All is well on Wall Street, however, as Even Newmark reports today in his “Mean Street” column in The Wall Street Journal:

“Now, you may recall that I’m pretty skeptical of any stock market predictions, including my own. But you may also recall that in July as the S&P500 index traded around 900, I predicted the index would close the year between 1150 and 1200.  And so far, we’re more than halfway there. The S&P 500 closed yesterday at 1066 — the year of the Battle of Hastings, for all you day-trading English history buffs.”

Oh, well, someone’s still making money.

It took a little Google digging but here it is, the actually number – “Over the past two years, the number of unemployed has jumped by 8.4 million to 15.7 million,” according to the “One Ugly Jobs Report” story in the Seeking Alpha a Internet site.

In the shooter’s brief biography, The Washington Post reported Major Hasan“attended the Muslim Community Center in Silver Spring and is devout, according to Faizul Khan, former imam at the center.

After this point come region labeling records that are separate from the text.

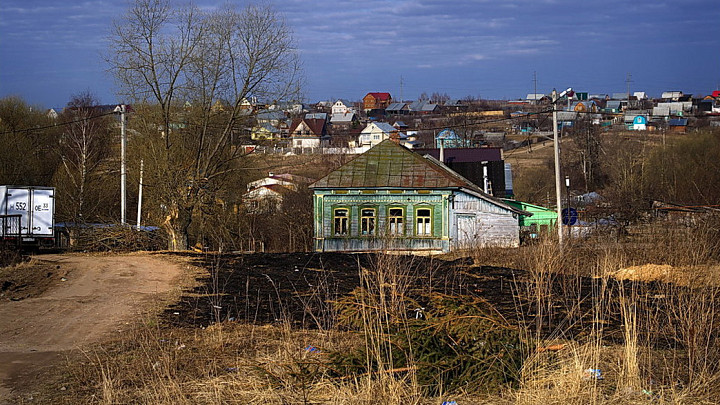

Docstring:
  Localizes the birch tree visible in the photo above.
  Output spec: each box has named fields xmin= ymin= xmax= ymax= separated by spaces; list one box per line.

xmin=107 ymin=0 xmax=300 ymax=250
xmin=54 ymin=92 xmax=117 ymax=222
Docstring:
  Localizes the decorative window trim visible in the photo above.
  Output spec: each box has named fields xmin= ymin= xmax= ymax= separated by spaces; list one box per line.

xmin=413 ymin=206 xmax=435 ymax=238
xmin=332 ymin=207 xmax=352 ymax=238
xmin=358 ymin=206 xmax=378 ymax=237
xmin=387 ymin=205 xmax=407 ymax=237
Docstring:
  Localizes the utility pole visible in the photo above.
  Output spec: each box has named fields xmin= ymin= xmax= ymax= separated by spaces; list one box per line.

xmin=552 ymin=89 xmax=564 ymax=245
xmin=136 ymin=159 xmax=144 ymax=231
xmin=115 ymin=104 xmax=127 ymax=225
xmin=625 ymin=72 xmax=632 ymax=111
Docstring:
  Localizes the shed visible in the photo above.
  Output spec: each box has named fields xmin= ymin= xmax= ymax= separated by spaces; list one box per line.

xmin=505 ymin=200 xmax=557 ymax=233
xmin=310 ymin=140 xmax=532 ymax=254
xmin=668 ymin=118 xmax=688 ymax=133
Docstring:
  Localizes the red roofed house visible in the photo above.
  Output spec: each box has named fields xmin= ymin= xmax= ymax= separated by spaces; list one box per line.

xmin=363 ymin=93 xmax=392 ymax=111
xmin=289 ymin=118 xmax=330 ymax=148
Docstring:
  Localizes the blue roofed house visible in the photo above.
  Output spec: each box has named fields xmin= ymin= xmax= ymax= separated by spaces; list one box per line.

xmin=435 ymin=128 xmax=468 ymax=148
xmin=310 ymin=140 xmax=532 ymax=254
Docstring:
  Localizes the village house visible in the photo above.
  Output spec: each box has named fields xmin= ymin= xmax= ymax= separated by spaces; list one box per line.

xmin=250 ymin=123 xmax=281 ymax=141
xmin=242 ymin=172 xmax=312 ymax=213
xmin=289 ymin=118 xmax=330 ymax=148
xmin=310 ymin=140 xmax=531 ymax=254
xmin=363 ymin=92 xmax=392 ymax=112
xmin=330 ymin=112 xmax=358 ymax=129
xmin=358 ymin=122 xmax=402 ymax=147
xmin=331 ymin=100 xmax=357 ymax=115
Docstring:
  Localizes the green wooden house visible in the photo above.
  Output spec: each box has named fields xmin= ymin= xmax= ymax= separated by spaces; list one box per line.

xmin=310 ymin=140 xmax=532 ymax=253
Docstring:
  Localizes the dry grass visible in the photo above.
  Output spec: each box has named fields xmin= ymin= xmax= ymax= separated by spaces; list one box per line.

xmin=38 ymin=219 xmax=720 ymax=405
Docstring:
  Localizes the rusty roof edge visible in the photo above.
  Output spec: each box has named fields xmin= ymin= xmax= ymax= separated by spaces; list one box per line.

xmin=422 ymin=155 xmax=489 ymax=190
xmin=460 ymin=187 xmax=532 ymax=217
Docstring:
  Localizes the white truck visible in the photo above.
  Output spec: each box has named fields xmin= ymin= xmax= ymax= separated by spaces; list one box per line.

xmin=0 ymin=186 xmax=55 ymax=247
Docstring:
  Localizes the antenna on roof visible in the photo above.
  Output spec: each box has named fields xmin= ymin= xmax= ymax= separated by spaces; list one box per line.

xmin=400 ymin=75 xmax=403 ymax=103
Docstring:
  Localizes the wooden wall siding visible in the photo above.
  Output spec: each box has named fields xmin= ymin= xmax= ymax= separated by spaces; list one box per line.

xmin=315 ymin=190 xmax=450 ymax=252
xmin=450 ymin=192 xmax=520 ymax=249
xmin=452 ymin=192 xmax=512 ymax=216
xmin=316 ymin=238 xmax=448 ymax=253
xmin=314 ymin=190 xmax=520 ymax=252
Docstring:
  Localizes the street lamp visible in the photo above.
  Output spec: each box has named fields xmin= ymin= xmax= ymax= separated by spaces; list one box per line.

xmin=565 ymin=176 xmax=572 ymax=240
xmin=552 ymin=87 xmax=572 ymax=248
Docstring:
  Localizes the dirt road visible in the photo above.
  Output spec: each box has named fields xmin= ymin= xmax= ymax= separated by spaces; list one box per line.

xmin=0 ymin=254 xmax=181 ymax=404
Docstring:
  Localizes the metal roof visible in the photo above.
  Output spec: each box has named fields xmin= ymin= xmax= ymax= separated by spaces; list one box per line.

He attended prayers at least once a day, seven days a week, often in his Army fatigues, Khan said.

The Army psychiatrist treated soldiers suffering from what experts discovered once again, with great pain, from the invisible wounds of war, creating identification, “Post Traumatic Stress Disorder.” 

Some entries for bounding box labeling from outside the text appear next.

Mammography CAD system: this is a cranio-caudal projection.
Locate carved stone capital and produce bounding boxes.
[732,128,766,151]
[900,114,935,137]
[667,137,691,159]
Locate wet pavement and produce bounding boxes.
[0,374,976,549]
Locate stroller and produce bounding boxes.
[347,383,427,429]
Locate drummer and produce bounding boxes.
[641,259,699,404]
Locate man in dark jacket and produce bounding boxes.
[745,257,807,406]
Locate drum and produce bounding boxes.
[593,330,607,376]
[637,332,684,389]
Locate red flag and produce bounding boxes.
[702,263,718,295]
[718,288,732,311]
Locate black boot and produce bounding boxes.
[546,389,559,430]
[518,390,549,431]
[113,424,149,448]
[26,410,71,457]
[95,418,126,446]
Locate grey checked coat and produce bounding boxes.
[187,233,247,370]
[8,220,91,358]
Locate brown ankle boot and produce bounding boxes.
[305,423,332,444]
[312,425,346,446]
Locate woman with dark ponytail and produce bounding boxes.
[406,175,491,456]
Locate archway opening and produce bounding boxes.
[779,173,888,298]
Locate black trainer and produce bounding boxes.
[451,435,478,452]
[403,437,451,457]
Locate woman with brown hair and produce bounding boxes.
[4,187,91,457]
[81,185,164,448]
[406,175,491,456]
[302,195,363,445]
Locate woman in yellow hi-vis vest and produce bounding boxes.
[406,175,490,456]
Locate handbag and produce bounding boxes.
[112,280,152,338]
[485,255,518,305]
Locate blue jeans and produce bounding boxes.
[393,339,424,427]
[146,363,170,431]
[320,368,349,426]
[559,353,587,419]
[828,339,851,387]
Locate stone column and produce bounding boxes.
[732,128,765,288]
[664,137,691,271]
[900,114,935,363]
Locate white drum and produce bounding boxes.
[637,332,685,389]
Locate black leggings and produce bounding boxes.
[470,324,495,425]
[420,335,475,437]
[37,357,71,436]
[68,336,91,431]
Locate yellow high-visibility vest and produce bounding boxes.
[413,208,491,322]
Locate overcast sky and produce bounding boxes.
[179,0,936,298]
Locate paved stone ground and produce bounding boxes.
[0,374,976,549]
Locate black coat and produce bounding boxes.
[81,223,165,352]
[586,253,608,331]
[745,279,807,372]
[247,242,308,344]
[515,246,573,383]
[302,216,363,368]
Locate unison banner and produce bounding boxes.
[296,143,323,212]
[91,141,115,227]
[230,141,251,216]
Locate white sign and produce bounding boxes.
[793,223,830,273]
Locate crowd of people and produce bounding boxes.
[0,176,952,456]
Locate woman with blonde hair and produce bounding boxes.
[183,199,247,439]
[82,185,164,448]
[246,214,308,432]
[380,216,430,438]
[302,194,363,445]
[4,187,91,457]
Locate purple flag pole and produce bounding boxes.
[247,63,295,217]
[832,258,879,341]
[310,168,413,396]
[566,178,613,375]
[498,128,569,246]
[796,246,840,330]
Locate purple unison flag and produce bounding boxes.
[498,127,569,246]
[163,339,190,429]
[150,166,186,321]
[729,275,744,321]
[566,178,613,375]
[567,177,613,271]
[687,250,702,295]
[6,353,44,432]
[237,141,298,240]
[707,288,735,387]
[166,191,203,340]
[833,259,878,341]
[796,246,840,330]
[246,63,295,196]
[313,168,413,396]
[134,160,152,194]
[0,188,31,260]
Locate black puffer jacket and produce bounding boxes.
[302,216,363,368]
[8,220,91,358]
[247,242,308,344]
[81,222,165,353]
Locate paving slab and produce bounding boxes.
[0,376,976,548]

Nearly a century and a half ago, when in America brothers fought and killed brothers, Union and Confederates were said to have “a soldiers’ heart,” much kinder words then than being called a coward, a stain that to this day remains. 

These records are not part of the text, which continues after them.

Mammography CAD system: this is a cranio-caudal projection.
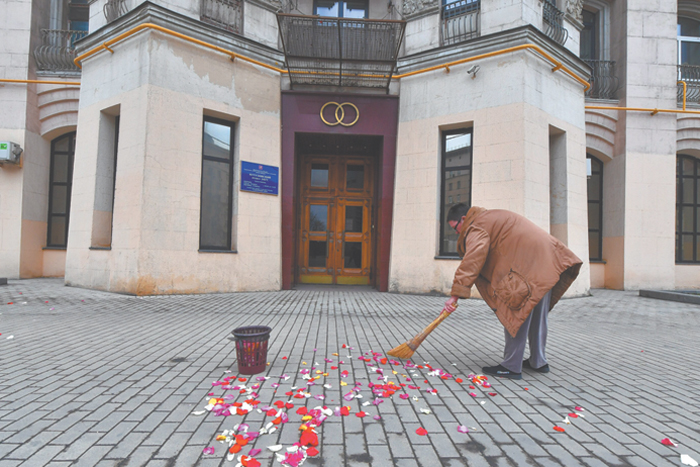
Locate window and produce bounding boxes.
[586,154,603,261]
[580,10,599,60]
[439,128,472,256]
[46,132,75,248]
[678,16,700,66]
[90,111,119,249]
[676,156,700,263]
[314,0,369,19]
[199,117,234,251]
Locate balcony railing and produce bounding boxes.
[102,0,129,23]
[678,65,700,104]
[584,60,620,99]
[199,0,243,34]
[277,13,406,89]
[34,29,87,71]
[542,0,569,45]
[440,0,481,45]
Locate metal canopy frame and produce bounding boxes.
[277,13,406,91]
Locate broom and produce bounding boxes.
[387,303,457,360]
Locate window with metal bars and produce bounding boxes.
[586,154,603,261]
[46,132,75,248]
[676,155,700,263]
[439,128,473,257]
[199,117,234,251]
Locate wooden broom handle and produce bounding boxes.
[408,312,452,351]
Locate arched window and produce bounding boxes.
[46,132,75,248]
[676,155,700,263]
[586,154,603,261]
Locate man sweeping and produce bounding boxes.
[443,203,582,379]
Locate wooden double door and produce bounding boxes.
[297,156,375,285]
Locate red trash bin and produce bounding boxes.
[232,326,272,375]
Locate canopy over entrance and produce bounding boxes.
[277,13,406,89]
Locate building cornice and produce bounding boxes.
[397,24,591,79]
[76,2,284,68]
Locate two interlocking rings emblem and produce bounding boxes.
[321,102,360,126]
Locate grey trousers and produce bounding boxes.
[501,290,552,373]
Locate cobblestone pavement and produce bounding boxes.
[0,279,700,467]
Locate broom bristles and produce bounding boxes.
[387,313,449,360]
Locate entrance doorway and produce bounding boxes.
[296,135,377,285]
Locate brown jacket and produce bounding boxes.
[451,206,582,337]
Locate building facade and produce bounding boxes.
[0,0,700,296]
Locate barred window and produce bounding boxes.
[46,132,75,248]
[676,155,700,263]
[439,128,473,256]
[586,154,603,261]
[199,117,234,250]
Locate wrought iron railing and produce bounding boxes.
[440,0,481,45]
[199,0,243,34]
[584,60,620,99]
[678,65,700,104]
[542,0,569,45]
[102,0,129,23]
[34,29,87,71]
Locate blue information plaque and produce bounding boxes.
[241,161,280,195]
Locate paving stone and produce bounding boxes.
[0,279,700,467]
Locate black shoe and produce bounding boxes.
[481,365,523,379]
[523,359,549,373]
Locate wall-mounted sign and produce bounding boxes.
[241,161,280,195]
[320,102,360,126]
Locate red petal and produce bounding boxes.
[306,448,318,457]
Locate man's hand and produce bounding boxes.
[442,295,459,313]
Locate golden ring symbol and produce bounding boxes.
[320,102,360,126]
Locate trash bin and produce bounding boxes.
[232,326,272,375]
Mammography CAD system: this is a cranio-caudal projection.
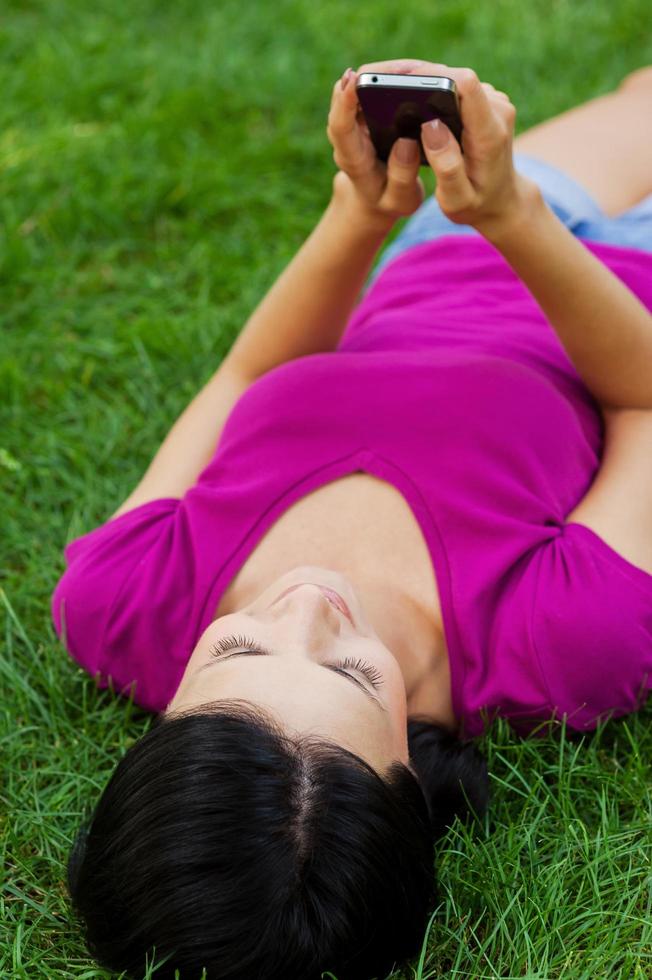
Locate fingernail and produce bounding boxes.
[396,136,417,163]
[342,68,353,91]
[421,119,448,150]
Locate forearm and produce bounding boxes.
[483,184,652,409]
[228,189,393,380]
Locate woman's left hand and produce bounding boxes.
[326,61,425,228]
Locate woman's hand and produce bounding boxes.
[327,59,536,236]
[326,61,426,229]
[420,62,538,237]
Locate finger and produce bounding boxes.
[452,68,496,137]
[383,137,421,211]
[358,58,448,75]
[326,70,373,175]
[421,119,474,211]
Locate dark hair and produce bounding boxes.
[68,701,488,980]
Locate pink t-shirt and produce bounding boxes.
[52,236,652,737]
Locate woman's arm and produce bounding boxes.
[479,185,652,409]
[227,182,397,381]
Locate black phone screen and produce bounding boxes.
[357,77,462,166]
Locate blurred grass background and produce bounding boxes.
[0,0,652,980]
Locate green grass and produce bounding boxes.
[0,0,652,980]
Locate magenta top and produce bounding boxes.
[52,236,652,737]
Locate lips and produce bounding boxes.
[272,582,353,625]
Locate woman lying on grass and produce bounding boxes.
[53,61,652,980]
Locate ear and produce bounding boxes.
[408,719,489,839]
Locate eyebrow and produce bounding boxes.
[195,650,387,712]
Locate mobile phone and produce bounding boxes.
[356,72,464,167]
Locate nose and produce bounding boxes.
[270,582,344,647]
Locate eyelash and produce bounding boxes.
[210,634,382,688]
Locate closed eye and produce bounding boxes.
[197,647,387,711]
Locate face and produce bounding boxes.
[164,565,409,773]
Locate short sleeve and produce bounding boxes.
[531,524,652,731]
[51,497,195,711]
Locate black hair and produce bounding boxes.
[68,701,488,980]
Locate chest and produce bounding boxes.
[223,472,440,621]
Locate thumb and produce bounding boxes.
[421,119,473,211]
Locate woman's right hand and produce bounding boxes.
[415,62,538,238]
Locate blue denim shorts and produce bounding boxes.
[365,153,652,290]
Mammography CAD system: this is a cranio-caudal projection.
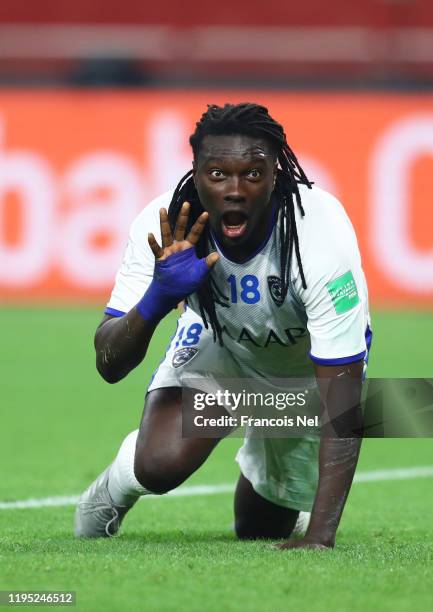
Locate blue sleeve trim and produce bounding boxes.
[104,306,126,317]
[309,351,367,365]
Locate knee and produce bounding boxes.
[134,454,184,495]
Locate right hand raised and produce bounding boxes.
[148,202,219,269]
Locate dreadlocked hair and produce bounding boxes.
[168,103,311,346]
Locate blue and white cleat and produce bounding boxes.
[74,466,135,538]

As proof, I found an article on the Civil War Forum Internet site dated, June 16, 2009, oddly I found the day of the birth of this U. S. Army Vietnam War veteran.

In a discussion of the history of PTSD, a reporter asked Secretary of Defense Robert Gates whether the military would consider awarding combat soldiers mentally wounded. 

And yesterday, today and for some time, thousand of American civilians will pick up a bit of delayed stress from being glued on their TVs, laptops, I Phones and PCs watching the aftermath of the massacre at Fort Hood.

Then CNN broke into their news with a live address by President Obama, our Commander in Chief.  After a moment of reflection about the Army armor massacre at Fort Hood, what he called one of the worst mass killings in the history of America’s military, the President went on to talk about the sick state of the economy, and expanding unemployment rates and home mortgage benefits.

It’s nearly noon now, the day after the Army armor massacre, but already it appears America’s back to business as usual after a deadly interlude the President called “horrific.”

Early news reports today say the devout Muslim major didn’t want to go to Iraq to fight his forefathers. 

“Well Hasan, all I can say now is you aren’t alone. 

I know a lot of soldiers that don’t want to go leave their jobs, families, loved ones, either.  Go off again and again to war, maybe die or return home maimed.

I do know those who survive will never be the same. 

And I ask myself, ‘Where is the end of this gruesome, chaotic game?’”

And, as I tire of writing this depressing story, I wonder whether after one o’clock this morning I heard a report on CNN that Hasan is the son of Palestinians who fled war in their homeland to live peacefully in Jordan

I do find it interesting that the American born alleged mass killer grew up in Arlington, Virginia in the shadow of our nation’s national cemetery -

And in my mind I could see seas of white crosses on those rolling green slopes, a fusion of beauty and sadness, to mark the final resting place of our brave soldiers.  Just after noon now, after red Thursday, I remember my brothers, those living and dead from another war.